Bankrupt solar module manufacturer Abound Solar, recipient of a Department of Energy loan guarantee of $400 million, and the subject of an official investigation in its home state of Colorado, now faces additional scrutiny in the form of a document probe from the House Energy and Commerce Committee.

The letter comes a week after allegations of possible financial misrepresentation and technological ineptitude were leveled against the solar company.

Chairman Fred Upton (R-MI), Representative Cliff Stearns (R-FL), and Representative Cory Gardner (R-CO) issued a letter to Energy Department Secretary Steven Chu “requesting key documents and information concerning the loan in light of recent news reports highlighting Abound’s technological and manufacturing problems,” according to a statement.

“Recent reports and publicly available documents indicate that persistent technological problems contributed to Abound’s inability to remain commercially viable and, ultimately, its bankruptcy. We have questions about what role these technological problems played in DOE’s decision to suspend Abound’s loan guarantee disbursements in September 2011, and when DOE first became aware of these problems,” they wrote.

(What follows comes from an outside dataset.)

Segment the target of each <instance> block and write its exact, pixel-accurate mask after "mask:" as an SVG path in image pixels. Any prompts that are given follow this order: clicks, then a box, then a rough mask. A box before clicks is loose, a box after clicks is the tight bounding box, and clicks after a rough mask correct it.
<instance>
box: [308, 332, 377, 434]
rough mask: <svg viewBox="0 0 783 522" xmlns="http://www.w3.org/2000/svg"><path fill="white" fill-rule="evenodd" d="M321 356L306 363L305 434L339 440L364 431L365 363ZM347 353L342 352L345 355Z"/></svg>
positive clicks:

The letter highlighted Abound’s prominent place among the loan guarantee recipients to go bankrupt:

Abound was the fifth stimulus-funded loan guarantee issued under Section 1705 of the Energy Policy Act of 2005, as amended by the stimulus, and the third loan guarantee recipient to go bankrupt, following Solyndra and Beacon Power. Just nine months after green lighting the loan in December 2010, DOE stopped funding the project due to Abound’s failure to meet established targets. After receiving $70 million in loan guarantee funds, the company filed for bankruptcy on July 2, 2012, blaming Chinese competition for the company’s downfall. However, new publicly available documents suggest Abound’s problems first started with its production of a flawed product. The Daily Caller published the internal documents last week, reporting, “Internal documentation and testimony from sources within Abound show that the company was selling a faulty, underperforming product, and may have mislead lenders at one point in order to keep itself afloat.”

Weld County, Colorado, has also opened an investigation into Abound’s circumstances following the revelations of faulty product and allegations of the company cooking its books:

7NEWS obtained internal documents from 2012 that show orders for tens of thousands of replacement solar panels. The orders cite different reasons for the replacements including, “low performance,” “under performance” and “catastrophic failures.”

The county had given Abound a $100,000 tax break that it decided not to extend, based on the company’s failures to achieve performance benchmarks.

The members pointed to an earlier report from the DOE itself outlining “performance shortfalls” BEFORE the DOE closed the loan guarantee with Abound:

The members noted, “While documents prepared at the time DOE awarded a conditional commitment to Abound do not mention any technological problems, an engineering report submitted to DOE just two months before DOE closed Abound’s $400 million loan guarantee indicate that Abound’s panels were already experiencing significant efficiency and technological difficulties. This report, prepared by an engineering firm that DOE had engaged to review Abound, found that the company’s panels were experiencing major performance shortfalls when installed by one of the company’s main customers. … The problems noted in October 2010 by the engineering firm retained by DOE appear to be similar to the problems described in recent reports about Abound’s solar panels. In fact, publicly available documents show that several of Abound’s customers ultimately asked the company to replace or repair their solar panels because they were malfunctioning or experiencing substantial losses in efficiency.”

The committee’s request is comprehensive, seeking everything from engineering reports to marketing assessments and legal analyses, financial assessments, due diligence memoranda, and loan reviews “submitted to DOE and any loan reviews and other analyses by DOE of Abound following the closing of the loan guarantee,” the letter said.